On June 9, 2015, a divided panel of the Sixth Circuit Court of Appeals held that the National Labor Relations Board has jurisdiction to enforce the National Labor Relations Act (NLRA) against an Indian tribe even when the Act is in conflict with tribal employment laws or ordinances. NLRB v. Little River Band of Ottawa Indians Tribal Gov't., Case 14-2239 (6th Cir. June 9, 2015). Based on its legal ruling, the Court granted the NLRB's application for enforcement of a cease and desist order preventing the Little River Band of Ottawa Indians from enforcing provisions of the Band's duly enacted Fair Employment Practices Code that the NLRB determined were in conflict with the NLRA.

Background

In 2005, the Little River Band of Ottawa Indians' Tribal Council enacted a Fair Employment Practices Code (FEPC) that regulated, inter alia, labor organizing and collective bargaining for tribal employees. The NLRB determined that various aspects of the FEPC conflicted with the NLRA and issued a cease and desist order directing the Band to cease enforcement of those provisions. The Band challenged the order, alleging that the NLRB lacked jurisdiction to enforce the NLRA against the Band.

The Decision

In holding that the NLRB has jurisdiction to enforce the NLRA against a federally recognized Indian tribe, the panel majority applied its interpretation of the framework adopted by the Ninth Circuit in Donovan v. Couer d'Alene Tribal Farm, 751 F.2d 1113, 1116 (9th Cir. 1985). The majority held that (1) the NLRA is a statute of general applicability that creates a comprehensive regulatory scheme; (2) such statutes presumptively apply to tribes; and (3) a tribe cannot "avoid the presumptive application of a comprehensive federal regulatory scheme by enacting an ordinance regulating the activities of non-members that directly conflicts with the federal statute." Little River Slip op. at 12, 16. The majority rejected the Band's arguments that the Indian canons of construction and/or IGRA's policy statement militate against application of the NLRA to tribal casino operations, and it concluded that application of the NLRA to tribes does not impermissibly infringe on tribal self-governance rights because the provisions of the Band's FEPC at issue "do not regulate purely internal matters; rather, they principally regulate the labor-organizing activities of Band employees, and specifically of casino employees, most of whom are not Band members." Id. at 19. In so holding, the panel expressly rejected the reasoning of the Tenth Circuit in NLRB v. Pueblo of San Juan, 276 F.3d 1186 (10th Cir. 2002) (en banc).
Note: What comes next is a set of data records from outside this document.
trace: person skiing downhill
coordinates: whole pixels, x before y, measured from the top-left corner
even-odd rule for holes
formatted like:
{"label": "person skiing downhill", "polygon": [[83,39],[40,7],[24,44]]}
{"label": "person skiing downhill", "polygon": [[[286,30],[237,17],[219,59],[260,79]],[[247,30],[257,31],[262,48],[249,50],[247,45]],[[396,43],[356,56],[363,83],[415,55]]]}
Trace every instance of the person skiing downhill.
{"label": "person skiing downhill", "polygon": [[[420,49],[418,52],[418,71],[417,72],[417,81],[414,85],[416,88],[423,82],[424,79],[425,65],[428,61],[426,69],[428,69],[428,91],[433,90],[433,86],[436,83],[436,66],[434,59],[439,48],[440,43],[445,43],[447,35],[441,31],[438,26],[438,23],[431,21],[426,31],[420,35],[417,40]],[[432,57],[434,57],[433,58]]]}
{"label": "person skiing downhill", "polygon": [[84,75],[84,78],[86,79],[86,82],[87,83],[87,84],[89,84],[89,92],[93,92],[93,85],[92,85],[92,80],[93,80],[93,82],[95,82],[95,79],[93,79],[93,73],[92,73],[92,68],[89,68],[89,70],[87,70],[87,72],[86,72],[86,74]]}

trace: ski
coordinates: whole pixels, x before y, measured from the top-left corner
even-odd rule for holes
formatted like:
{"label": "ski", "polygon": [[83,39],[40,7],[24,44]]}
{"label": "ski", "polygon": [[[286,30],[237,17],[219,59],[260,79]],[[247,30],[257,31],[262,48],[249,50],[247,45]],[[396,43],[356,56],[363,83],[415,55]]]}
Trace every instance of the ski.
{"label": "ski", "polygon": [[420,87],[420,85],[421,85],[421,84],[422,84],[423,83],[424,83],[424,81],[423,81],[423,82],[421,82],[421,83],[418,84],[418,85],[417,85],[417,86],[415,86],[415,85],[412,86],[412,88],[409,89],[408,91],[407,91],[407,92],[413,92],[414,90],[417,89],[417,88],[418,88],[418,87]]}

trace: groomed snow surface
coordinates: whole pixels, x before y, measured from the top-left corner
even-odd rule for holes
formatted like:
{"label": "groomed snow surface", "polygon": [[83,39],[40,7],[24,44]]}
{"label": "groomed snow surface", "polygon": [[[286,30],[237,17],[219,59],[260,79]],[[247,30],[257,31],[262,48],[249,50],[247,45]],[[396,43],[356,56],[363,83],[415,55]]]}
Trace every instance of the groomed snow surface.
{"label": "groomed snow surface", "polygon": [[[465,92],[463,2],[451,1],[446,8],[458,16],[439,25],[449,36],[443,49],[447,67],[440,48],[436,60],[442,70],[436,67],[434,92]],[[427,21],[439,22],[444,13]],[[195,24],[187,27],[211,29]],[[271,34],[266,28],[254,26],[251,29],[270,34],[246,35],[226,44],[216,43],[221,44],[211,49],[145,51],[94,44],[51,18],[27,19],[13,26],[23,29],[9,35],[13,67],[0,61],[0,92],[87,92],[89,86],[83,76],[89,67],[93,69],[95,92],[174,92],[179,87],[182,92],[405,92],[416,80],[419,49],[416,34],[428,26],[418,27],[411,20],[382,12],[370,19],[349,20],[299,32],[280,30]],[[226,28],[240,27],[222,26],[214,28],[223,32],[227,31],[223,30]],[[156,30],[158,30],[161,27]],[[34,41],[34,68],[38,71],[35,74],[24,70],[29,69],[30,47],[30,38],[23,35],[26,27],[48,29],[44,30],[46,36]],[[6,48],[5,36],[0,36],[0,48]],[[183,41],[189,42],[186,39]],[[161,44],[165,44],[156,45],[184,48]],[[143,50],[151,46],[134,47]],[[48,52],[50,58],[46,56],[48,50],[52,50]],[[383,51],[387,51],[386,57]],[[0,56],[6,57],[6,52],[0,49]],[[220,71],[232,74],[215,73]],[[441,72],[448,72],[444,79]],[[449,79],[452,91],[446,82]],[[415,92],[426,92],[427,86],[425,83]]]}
Judge McKeague authored a strong dissent criticizing the panel majority's "judicial remaking of the law that is authorized neither by Congress nor the Supreme Court" and declaring that the "majority's decision impinges on tribal sovereignty, encroaches on Congress's plenary and exclusive authority over Indian affairs, conflicts with Supreme Court precedent, and unwisely creates a circuit split." Little River Slip op. at 25 (McKeague, J., dissenting). In Justice McKeague's view, the NLRB's assertion of jurisdiction over Indian casino employees "is plainly beyond its authority" and constitutes a "usurpation of Congress's authority." Id. at 37.